De acordo com a denúncia, o grupo atuaria em um espaço localizado no Setor Comercial Sul, em Brasília, em uma sala no Edifício Ariston. O local teria sido utilizado como um núcleo estratégico para produção de conteúdo digital, interação com eleitores e disseminação de mensagens em larga escala.

Ex-integrantes da equipe relataram que a estrutura funcionava como uma central de comunicação voltada ao fortalecimento da presença online do pré-candidato. Entre as atividades estariam o monitoramento de adversários, respostas coordenadas em redes sociais e distribuição planejada de conteúdos.

Ainda segundo os relatos, teriam sido adquiridos cinco celulares e cinco notebooks para uso exclusivo do grupo. O objetivo seria ampliar o alcance digital de Cappelli por meio de interações que simulavam engajamento espontâneo. Vídeos publicados em perfis oficiais, por exemplo, eram previamente compartilhados em grupos internos que organizavam a repercussão nas redes.

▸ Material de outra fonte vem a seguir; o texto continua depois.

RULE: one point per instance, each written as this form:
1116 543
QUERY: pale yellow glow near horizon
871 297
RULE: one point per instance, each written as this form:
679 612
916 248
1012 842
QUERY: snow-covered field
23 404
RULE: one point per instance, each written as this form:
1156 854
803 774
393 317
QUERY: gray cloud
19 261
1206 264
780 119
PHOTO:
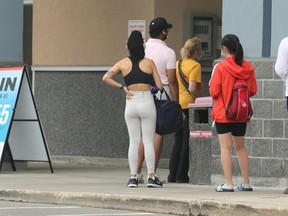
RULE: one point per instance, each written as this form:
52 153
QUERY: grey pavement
106 187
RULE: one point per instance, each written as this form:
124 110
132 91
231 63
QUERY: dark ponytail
232 43
135 46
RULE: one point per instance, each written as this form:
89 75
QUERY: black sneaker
132 182
154 182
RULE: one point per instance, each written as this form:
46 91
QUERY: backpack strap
182 76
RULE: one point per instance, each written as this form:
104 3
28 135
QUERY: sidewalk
105 187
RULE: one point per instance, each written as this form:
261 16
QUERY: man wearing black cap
165 60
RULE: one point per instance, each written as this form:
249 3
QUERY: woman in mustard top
189 90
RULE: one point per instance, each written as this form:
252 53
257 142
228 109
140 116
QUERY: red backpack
239 107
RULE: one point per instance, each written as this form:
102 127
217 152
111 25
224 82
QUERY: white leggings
140 116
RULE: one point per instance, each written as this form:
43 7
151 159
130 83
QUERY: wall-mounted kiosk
21 133
203 26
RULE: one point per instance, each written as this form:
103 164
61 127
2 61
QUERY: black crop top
136 75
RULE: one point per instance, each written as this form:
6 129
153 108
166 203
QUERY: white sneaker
140 178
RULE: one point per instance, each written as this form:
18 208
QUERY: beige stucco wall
94 32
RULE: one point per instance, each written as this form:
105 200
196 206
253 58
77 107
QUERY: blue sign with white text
10 79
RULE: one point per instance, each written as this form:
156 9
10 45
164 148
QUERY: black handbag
169 115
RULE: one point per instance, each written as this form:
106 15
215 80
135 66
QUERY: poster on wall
21 133
139 25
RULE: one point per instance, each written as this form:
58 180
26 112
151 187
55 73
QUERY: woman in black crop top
140 112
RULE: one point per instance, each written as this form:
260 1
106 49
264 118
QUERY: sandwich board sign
21 133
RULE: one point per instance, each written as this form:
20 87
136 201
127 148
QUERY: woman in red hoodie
231 131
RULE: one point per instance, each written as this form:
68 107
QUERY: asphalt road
36 209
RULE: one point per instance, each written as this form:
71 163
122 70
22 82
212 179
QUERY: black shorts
236 129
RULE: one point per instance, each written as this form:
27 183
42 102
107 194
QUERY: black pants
179 160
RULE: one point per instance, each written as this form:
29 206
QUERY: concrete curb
140 203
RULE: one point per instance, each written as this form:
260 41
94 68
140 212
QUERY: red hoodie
221 83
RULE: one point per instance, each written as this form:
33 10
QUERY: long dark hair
135 45
232 43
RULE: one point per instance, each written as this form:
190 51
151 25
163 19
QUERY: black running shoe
132 182
154 182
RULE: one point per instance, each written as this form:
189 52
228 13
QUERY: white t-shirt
163 56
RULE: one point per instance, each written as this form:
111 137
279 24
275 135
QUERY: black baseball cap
159 24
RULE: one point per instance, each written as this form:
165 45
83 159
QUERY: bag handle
167 95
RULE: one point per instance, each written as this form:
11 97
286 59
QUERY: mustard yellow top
192 71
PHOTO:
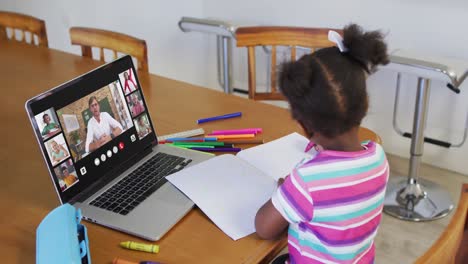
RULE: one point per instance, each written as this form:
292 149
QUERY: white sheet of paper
229 190
278 157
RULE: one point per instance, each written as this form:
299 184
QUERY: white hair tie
336 38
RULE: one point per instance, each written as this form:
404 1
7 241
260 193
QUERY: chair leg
412 198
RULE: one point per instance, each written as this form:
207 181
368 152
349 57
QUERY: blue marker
193 139
209 119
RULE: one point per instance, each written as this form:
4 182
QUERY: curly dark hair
326 90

A coordenação das atividades, conforme as denúncias, estaria sob responsabilidade de Bruno Trezena, gerente de marketing da ABDI, com apoio de uma assistente identificada como Ana Cardoso. Mensagens internas indicariam a definição de metas diárias, incluindo número de interações, envio de conteúdos e contatos via aplicativos de mensagens.

Os relatos também apontam para cobranças frequentes por desempenho, além de orientações sobre linguagem, ortografia e cumprimento de horários. Em paralelo, ex-colaboradores mencionam possíveis irregularidades trabalhistas, como ausência de registro formal, atrasos salariais e demissões sem aviso prévio.

Até o momento, nem Ricardo Cappelli nem os demais citados se manifestaram publicamente sobre as acusações.